Abstracts
Keynote Presentations
09:30–10:00
In December 2017, the Prudential Regulation Authority brought forward a consultation document highlighting themes around effective model management further to initial communications in the 2017 annual concurrent stress tests.
The consultation document outlines four principles, which address the need for a comprehensive governance framework, including clear identification of models and purpose, an appropriate governance structure, defined roles of stakeholders, model developers, model owners and control functions. For model life cycle management, key themes include development, validation, independent review, use of judgement, implementation and the use of models supported by adequate documentation, IT systems and appropriate levels of reporting to senior management.
In this talk, Diederick will discuss the four principles on model risk management for stress testing outlined in the consultation paper, as well as offer thoughts on model risk management and governance structures more generally.

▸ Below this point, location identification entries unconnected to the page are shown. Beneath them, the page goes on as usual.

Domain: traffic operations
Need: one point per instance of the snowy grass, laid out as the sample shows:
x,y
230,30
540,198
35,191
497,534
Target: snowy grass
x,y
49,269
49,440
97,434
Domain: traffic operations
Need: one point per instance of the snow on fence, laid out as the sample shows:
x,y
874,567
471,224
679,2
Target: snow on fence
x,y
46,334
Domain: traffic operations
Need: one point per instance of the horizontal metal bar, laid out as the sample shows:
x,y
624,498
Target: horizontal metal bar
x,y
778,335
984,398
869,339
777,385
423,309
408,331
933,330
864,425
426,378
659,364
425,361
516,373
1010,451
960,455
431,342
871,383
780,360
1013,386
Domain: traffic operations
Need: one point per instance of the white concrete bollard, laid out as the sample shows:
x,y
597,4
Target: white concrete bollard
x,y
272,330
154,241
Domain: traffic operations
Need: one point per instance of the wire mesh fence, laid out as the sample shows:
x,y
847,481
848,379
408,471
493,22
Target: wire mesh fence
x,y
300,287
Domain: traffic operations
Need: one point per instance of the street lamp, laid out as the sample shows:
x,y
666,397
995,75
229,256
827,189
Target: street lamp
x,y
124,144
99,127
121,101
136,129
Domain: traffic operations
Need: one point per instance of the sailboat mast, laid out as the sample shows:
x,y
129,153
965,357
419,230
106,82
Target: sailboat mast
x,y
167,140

Diederick Potgieter, The Bank of England
10:00–10:30
In 2018, financial institutions face significant demands to generate a multitude of models for managing risk and generating returns across diverse activities and markets. Furthermore, internal reviewers and external regulators are scrutinizing the associated model governance and management processes ever more closely. In this context, overall time to implementation has become a point of competitive advantage.
This talk describes how MATLAB® is being used to reduce end-to-end model development time and risk through:
- Supporting smooth data preparation and modelling workflows from exploration to automation
- Enabling the practical application of machine learning and optimisation techniques
- Combining automatically generated model documentation with expert insights and feedback
- Bundling data, models, and documentation for internal and external review
- Simplifying the deployment of models into production
- Orchestrating the ongoing validation of models in service

David Sampson, MathWorks
Customer Presentations
11:00–11:30
Giles Spungin will discuss recent work on improving and extending HSBC’s Pillar 2 operational risk model from a desktop-based process to a dynamically scalable cloud-based solution. He will examine how the model was scaled, first in serial by translating the legacy model into MATLAB® and then in parallel running the application on the cloud, reducing the model execution time from days to hours. He will provide his thoughts on the opportunities that cloud implementation can offer financial

Giles Spungin, HSBC
12:00–12:30
Swiss Re is the world's
For a decade, Swiss Re has used MATLAB® to implement its internal risk model, ICAM (Internal Capital Adequacy Model). Dynamic and increasingly complex internal and regulatory requirements create a challenging development environment, where MATLAB proved to be the perfect development platform to quickly react to changing requirements. In 2017, Swiss Re concluded a major project to overhaul its internal risk model with the key goals being transparency, flexibility for future developments, speed, and precision of risk measures.
This presentation demonstrates how MATLAB is used within Swiss Re's internal risk model, including organizing and processing data with the table data structure in MATLAB; running fast algorithms that are in some cases accelerated by MATLAB Distributed Computing Server™; building graphical user interfaces, and visualizing data.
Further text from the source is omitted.